Transparency: end of the monopoly of the state on information.
Participation: citizens have to be engaged.
Collaboration: the more actors the better to solve a problem.
This approach has to be put into practice, with real policies, and policies that can be measured and evaluated.
But is openness good for everyone? What about privacy? Openness can have its drawbacks and we have to be aware of them.
What are public administrations doing in social networking sites?
What do social networking sites allow governments to do?
5 participation levels:
Social media allow governments to build a community, build a network.
With open government we are trying to install a new software on an obsolete hardware. So, the management of change becomes key for success.
An important caveat: are we using new technologies to achieve our goals? Or just for the sake of using them and look cool?
The importance of the perpetual beta: organizations have to learn to learn, to be in the logic of constant learning. We have to quickly evolve from open government towards intelligent government.
As can be seen in the presentation, I showed and explained almost 20 cases which I consider either successful or revolutionary or both, cases that have been replicated and will inspire many others.
But I also devoted plenty of time at showing, with real data, that these initiatives are mostly piloted by a tiny minority, my caveat being that we should try and bring more people in — by fighting the aforementioned barriers — instead of keeping on exploring new territories. The reason being that we could find ourselves having replaced a democracy by a digital aristocracy.

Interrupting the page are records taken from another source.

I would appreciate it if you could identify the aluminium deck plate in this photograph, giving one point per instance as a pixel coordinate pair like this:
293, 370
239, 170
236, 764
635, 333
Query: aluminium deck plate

I admit that (One of) the bad point(s) in my approach is that it is very economy-focussed, instead of being politics/government based and thus leaving aside many aspects tied to the nature of the subject. On the other hand, I think that the good point is that it makes it easy to go back to the reasons, the whys, and not just the hows. Indeed, the approach is equally useful (as I did yesterday) to explain some changes in education or media.
During the questions & answers session, I really got clever feedback from the audience, while also giving me a second chance to clarify some aspects. Here they go:
The main aspect to address to achieve good e-Democracy is not the “e-” part, but the “Democracy” part. Difference, for instance, in the USA and European e-politics are more related with the political system rather than the different rates of Internet adoption or digital literacy (which are not that significantly different, by the way)
Information overload is a problem, which has to be addressed (among other things) with information literacy. Urgently.
New media literacies will be required too as we learnt to tell true from false when watching TV or FX-intensive movies.
Editors should be, in my opinion, a keystone in the new Information Society. The problem is that journalists/editors are more concerned about selling audiences to their advertisers or paper to their readers, rather than creating/editing good information and finding out how to get paid for it.